- Born: 1943
- Died: 2022 (aged 78–79)
- Education: University of New South Wales (BA)
- Known for: Landscape painting
- Awards: Medal of the Order of Australia (OAM) (returned in 2021)

= Peter Kingston (artist) =

Australian artist (1943–2022)

Peter Kingston (1943–2022) was an Australian artist and heritage activist, most known for his artworks depicting Sydney Harbour.

==Biography==
Kingston grew up at Parsley Bay during the 1940s and 1950s. He attended the University of New South Wales and graduated with a Bachelor of Arts in 1965. He also tutored architecture at the University of Sydney.

Kingston fought to conserve the Walsh Bay wharves and was among the demonstrators that marched on Parliament in 1966 to demand the return of Jørn Utzon to build the Sydney Opera House.

In 1973, Kingston was commissioned alongside pop artists including Martin Sharp to restore and revitalise Luna Park Sydney.
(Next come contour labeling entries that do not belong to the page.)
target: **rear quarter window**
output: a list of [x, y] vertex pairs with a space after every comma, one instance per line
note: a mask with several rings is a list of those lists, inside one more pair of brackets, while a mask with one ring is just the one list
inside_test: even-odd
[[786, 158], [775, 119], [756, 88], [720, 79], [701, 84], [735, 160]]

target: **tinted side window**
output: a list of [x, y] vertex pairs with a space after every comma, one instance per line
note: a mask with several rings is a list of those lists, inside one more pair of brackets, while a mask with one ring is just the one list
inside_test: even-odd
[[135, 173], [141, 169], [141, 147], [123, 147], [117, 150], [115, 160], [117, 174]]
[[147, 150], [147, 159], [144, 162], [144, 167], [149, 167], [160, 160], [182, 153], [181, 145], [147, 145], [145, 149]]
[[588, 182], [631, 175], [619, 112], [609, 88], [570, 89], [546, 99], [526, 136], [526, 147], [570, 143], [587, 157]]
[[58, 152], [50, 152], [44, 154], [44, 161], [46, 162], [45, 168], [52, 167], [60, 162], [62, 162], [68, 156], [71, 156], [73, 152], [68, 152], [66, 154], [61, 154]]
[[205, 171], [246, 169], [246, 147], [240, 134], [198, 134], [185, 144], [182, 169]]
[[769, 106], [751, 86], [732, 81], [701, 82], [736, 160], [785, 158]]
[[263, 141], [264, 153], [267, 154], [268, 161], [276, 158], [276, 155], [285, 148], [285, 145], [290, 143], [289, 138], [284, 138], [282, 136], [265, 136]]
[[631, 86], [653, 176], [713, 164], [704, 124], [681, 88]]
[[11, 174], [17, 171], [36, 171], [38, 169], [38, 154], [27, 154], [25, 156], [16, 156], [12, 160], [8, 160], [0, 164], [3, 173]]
Following Luna Park's closure as a result of the Ghost Train fire, Kingston and Sharp founded the Friends of Luna Park, a group advocating for the conservation of the amusement park. When Luna Park was redeveloped in the early 1990s, Kingston was involved in the restoration of the Coney Island funhouse.

In 2013, Kingston was the recipient of the Medal of Australia for his activism and art. He returned the award in 2021 after Margaret Court's receiving of the Companion of the Order of Australia. Kingston stated the move was made in protest of Court's anti-LGBTQ advocacy.

Kingston resided in Lavender Bay for 50 years until his death. Much of his work depicted Sydney Harbour, primarily the view from his home.

Kingston died in September 2022 at the age of 79.